御曹司のとろ甘な独占愛
 昨年のことは記憶に新しい。

(彼女が『幸せに暮らしました』という結末を誰かと迎えていないのであれば、遠慮はいらないな。――必ず俺が攫いに行く)

 十五年前、彼女を大切にするあまり、伯睿は彼女を手放す羽目になった。だから、今度は強引にでも彼女を繋ぎ止めるつもりで予告状を出した。
 春に迎えに行くこと。

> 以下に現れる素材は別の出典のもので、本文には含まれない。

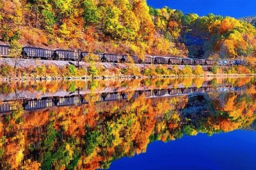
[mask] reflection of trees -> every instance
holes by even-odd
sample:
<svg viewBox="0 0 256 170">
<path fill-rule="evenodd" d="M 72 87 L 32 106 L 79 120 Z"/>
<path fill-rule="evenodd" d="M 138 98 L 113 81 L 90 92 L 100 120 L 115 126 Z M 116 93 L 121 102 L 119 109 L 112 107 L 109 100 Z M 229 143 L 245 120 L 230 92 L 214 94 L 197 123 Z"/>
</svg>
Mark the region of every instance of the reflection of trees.
<svg viewBox="0 0 256 170">
<path fill-rule="evenodd" d="M 158 85 L 169 83 L 158 81 Z M 5 138 L 0 140 L 1 168 L 108 168 L 115 159 L 146 152 L 156 140 L 253 125 L 255 94 L 253 85 L 236 93 L 190 98 L 142 95 L 127 101 L 97 103 L 95 94 L 90 94 L 86 97 L 88 104 L 79 106 L 25 113 L 17 110 L 1 118 L 0 134 Z"/>
<path fill-rule="evenodd" d="M 99 92 L 104 90 L 120 89 L 132 91 L 138 89 L 148 89 L 186 87 L 191 86 L 200 88 L 203 85 L 218 85 L 221 84 L 241 87 L 252 85 L 255 78 L 179 78 L 129 80 L 93 80 L 88 81 L 12 81 L 0 83 L 0 94 L 8 94 L 15 91 L 40 93 L 54 93 L 59 91 Z"/>
</svg>

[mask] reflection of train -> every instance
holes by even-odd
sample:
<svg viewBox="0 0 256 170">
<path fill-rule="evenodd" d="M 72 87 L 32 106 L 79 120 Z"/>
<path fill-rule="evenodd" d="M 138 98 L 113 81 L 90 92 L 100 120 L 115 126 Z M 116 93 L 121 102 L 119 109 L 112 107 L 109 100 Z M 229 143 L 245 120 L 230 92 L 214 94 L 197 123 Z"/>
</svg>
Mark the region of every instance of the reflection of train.
<svg viewBox="0 0 256 170">
<path fill-rule="evenodd" d="M 242 87 L 234 88 L 232 87 L 202 87 L 200 88 L 177 88 L 167 89 L 154 89 L 154 90 L 140 90 L 134 91 L 131 99 L 136 99 L 143 94 L 145 97 L 153 98 L 157 97 L 168 97 L 180 96 L 184 94 L 195 95 L 202 93 L 206 93 L 214 90 L 220 92 L 237 91 L 241 90 Z M 99 93 L 93 97 L 97 102 L 112 101 L 120 100 L 127 100 L 129 92 L 114 92 L 108 93 Z M 72 95 L 69 96 L 59 97 L 51 96 L 44 97 L 41 99 L 20 99 L 18 101 L 5 101 L 0 103 L 0 113 L 8 113 L 15 110 L 17 103 L 20 103 L 25 110 L 35 110 L 44 108 L 51 108 L 53 106 L 65 106 L 72 105 L 79 105 L 87 104 L 88 102 L 85 99 L 84 94 Z"/>
<path fill-rule="evenodd" d="M 0 45 L 0 56 L 8 57 L 10 52 L 10 48 L 6 45 Z M 63 60 L 79 60 L 89 57 L 89 52 L 76 52 L 74 51 L 56 50 L 51 50 L 41 48 L 24 47 L 21 57 L 24 59 L 53 59 Z M 177 65 L 201 65 L 221 66 L 243 64 L 241 60 L 213 60 L 207 59 L 182 58 L 163 56 L 147 55 L 141 59 L 136 55 L 122 55 L 114 53 L 94 53 L 98 57 L 98 60 L 104 62 L 133 62 L 137 64 L 177 64 Z"/>
</svg>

そして夏に――彼女を一生離さない誓いを、宣言することを。

 彼女が日本貴賓翡翠に就職した時から、就労ビザが習得できるまでの二年間、必死に待ち続けたのだ。
 今年、彼女は就労三年目となるので、貴賓翡翠本社から就労ビザが申請できる。伯睿の策略は、既に動き出していた。

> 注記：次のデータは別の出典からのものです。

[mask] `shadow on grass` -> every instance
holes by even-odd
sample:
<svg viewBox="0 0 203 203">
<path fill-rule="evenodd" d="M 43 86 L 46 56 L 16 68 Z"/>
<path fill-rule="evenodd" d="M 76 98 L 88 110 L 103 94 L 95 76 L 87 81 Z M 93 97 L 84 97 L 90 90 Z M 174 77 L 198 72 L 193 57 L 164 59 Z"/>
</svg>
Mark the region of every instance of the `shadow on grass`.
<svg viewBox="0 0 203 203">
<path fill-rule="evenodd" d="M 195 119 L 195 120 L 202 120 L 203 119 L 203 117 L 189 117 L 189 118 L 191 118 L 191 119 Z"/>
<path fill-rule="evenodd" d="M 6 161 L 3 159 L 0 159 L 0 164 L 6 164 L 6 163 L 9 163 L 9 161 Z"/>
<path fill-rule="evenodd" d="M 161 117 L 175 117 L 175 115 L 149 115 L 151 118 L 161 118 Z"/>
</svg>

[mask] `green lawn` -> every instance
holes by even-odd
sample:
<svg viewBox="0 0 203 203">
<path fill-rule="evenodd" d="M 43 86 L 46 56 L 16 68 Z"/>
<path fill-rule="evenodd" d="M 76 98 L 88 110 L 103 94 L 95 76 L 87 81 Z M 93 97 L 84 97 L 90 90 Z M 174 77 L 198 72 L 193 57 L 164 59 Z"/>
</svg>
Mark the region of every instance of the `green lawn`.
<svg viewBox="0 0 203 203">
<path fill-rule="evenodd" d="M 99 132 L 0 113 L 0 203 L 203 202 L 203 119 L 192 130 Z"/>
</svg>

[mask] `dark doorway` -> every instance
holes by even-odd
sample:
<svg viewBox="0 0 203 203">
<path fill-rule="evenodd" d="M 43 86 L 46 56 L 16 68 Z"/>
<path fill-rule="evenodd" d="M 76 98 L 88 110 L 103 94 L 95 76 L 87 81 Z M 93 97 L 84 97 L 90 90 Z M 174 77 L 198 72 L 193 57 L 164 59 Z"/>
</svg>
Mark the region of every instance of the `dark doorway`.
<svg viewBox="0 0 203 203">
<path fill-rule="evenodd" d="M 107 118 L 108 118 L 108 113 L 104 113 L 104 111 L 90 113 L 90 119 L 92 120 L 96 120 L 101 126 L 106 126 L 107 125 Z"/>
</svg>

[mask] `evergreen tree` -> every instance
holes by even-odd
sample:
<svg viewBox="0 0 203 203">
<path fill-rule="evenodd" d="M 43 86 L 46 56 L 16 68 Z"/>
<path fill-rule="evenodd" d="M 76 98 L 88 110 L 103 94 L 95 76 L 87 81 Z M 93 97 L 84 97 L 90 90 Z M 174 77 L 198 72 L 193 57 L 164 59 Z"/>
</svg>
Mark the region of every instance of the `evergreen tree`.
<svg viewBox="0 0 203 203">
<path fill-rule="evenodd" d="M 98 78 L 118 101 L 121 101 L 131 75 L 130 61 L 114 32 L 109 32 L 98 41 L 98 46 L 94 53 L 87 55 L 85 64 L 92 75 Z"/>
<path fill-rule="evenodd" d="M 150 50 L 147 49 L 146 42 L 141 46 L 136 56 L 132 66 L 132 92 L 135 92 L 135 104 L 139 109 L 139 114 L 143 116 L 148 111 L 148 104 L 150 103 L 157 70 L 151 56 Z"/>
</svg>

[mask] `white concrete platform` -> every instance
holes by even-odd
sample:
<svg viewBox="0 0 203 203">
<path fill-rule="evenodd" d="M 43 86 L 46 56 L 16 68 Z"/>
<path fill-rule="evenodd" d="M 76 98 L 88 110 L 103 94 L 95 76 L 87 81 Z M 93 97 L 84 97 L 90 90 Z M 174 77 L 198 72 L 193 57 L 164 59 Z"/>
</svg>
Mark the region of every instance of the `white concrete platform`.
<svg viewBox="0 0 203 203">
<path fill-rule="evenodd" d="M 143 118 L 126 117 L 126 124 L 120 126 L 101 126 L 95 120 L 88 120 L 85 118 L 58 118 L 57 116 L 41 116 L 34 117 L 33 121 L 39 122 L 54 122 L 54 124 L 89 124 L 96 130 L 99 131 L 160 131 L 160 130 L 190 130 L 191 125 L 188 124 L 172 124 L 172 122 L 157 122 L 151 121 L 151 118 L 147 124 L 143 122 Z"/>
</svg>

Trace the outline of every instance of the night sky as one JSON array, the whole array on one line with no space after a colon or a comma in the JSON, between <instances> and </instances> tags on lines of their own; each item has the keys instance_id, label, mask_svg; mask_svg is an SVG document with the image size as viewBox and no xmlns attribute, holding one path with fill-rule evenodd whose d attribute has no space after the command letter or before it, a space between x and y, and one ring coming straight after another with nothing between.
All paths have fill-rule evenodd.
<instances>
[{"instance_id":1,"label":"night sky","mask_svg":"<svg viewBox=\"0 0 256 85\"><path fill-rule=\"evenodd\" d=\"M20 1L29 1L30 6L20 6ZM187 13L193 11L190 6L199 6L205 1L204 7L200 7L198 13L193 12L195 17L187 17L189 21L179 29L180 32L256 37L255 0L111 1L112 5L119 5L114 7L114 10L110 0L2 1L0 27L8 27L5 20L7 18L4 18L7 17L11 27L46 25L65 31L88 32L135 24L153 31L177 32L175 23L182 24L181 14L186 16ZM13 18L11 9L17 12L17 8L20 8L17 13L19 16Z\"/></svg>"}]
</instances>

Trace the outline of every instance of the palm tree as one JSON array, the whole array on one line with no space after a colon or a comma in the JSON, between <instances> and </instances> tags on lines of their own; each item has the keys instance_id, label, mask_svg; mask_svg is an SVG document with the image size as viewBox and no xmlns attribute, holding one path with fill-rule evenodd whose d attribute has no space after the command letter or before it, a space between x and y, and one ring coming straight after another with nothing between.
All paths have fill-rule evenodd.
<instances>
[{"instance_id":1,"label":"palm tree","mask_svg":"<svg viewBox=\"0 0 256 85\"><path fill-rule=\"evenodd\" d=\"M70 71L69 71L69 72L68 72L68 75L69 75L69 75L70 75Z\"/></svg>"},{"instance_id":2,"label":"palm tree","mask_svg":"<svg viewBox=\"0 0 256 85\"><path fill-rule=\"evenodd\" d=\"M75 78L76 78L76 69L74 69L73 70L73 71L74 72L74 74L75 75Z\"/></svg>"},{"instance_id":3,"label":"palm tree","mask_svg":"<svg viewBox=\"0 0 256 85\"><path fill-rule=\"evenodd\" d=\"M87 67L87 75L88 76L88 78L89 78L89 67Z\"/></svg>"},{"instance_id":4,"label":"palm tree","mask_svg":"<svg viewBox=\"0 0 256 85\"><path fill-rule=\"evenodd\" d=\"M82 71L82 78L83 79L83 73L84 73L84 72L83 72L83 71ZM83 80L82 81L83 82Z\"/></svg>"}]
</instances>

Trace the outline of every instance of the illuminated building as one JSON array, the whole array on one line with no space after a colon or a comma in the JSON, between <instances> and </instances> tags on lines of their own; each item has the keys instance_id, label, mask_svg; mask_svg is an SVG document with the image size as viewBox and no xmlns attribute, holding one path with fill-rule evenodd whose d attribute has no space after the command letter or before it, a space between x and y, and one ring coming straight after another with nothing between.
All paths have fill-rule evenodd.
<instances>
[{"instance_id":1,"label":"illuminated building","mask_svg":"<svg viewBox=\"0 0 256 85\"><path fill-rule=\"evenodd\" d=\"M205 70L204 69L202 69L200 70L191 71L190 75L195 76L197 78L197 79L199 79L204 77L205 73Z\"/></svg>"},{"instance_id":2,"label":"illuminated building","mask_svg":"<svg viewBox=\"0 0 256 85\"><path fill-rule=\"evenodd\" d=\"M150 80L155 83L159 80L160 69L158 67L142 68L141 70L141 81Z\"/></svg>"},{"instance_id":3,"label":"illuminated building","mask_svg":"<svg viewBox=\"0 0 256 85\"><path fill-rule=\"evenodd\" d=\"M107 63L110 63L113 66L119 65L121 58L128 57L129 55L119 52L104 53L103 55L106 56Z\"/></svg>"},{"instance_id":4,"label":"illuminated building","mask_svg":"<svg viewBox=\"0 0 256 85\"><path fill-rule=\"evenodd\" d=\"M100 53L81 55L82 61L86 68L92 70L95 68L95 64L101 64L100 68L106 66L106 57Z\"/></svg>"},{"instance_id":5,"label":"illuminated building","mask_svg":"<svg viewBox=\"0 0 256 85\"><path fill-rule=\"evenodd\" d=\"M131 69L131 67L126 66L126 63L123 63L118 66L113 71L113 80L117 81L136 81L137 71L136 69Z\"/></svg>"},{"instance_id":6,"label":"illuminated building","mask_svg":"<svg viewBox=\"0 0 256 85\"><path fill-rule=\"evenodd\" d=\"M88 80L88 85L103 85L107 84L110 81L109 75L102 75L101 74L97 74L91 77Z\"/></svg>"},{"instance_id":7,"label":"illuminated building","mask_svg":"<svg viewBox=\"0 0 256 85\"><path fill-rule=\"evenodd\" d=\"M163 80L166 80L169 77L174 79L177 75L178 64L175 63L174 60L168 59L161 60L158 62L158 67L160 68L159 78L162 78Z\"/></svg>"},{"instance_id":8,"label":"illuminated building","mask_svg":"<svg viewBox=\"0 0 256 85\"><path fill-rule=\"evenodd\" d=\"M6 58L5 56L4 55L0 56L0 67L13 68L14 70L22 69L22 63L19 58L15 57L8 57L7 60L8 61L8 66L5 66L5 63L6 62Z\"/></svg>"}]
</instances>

「指輪も見せてもらったぜ? 伯睿の大切な翡翠は今も彼女の薬指にある」

 あの時、質問しすぎて山越さんにセクハラと思われてないかな? と宥翔は楽しそうにソファの背もたれに両腕を広げる。
 それから伯睿の方を見て、得意げにニカッと微笑んだ。

「良かったな、伯睿が攫っても良さそうで。遠慮もいらないらしい」

「言われなくてもそのつもりだった。既に予告状も出してある」

「『季節の翡翠』春夏コレクション。あれ、やっぱり予告状だったんだ? 朝顔を贈った彼女に倣って? お前もとんだロマンチストだな」

 伯睿は顔を顰めると、ふいっと照れくさそうに宥翔から視線を外した。

「違う。彼女のことが“大切”なんだ。…………話はそれだけか」

「おう。それだけ!」

 伯睿は嬉しそうに、口元に微かな笑みを浮かべた。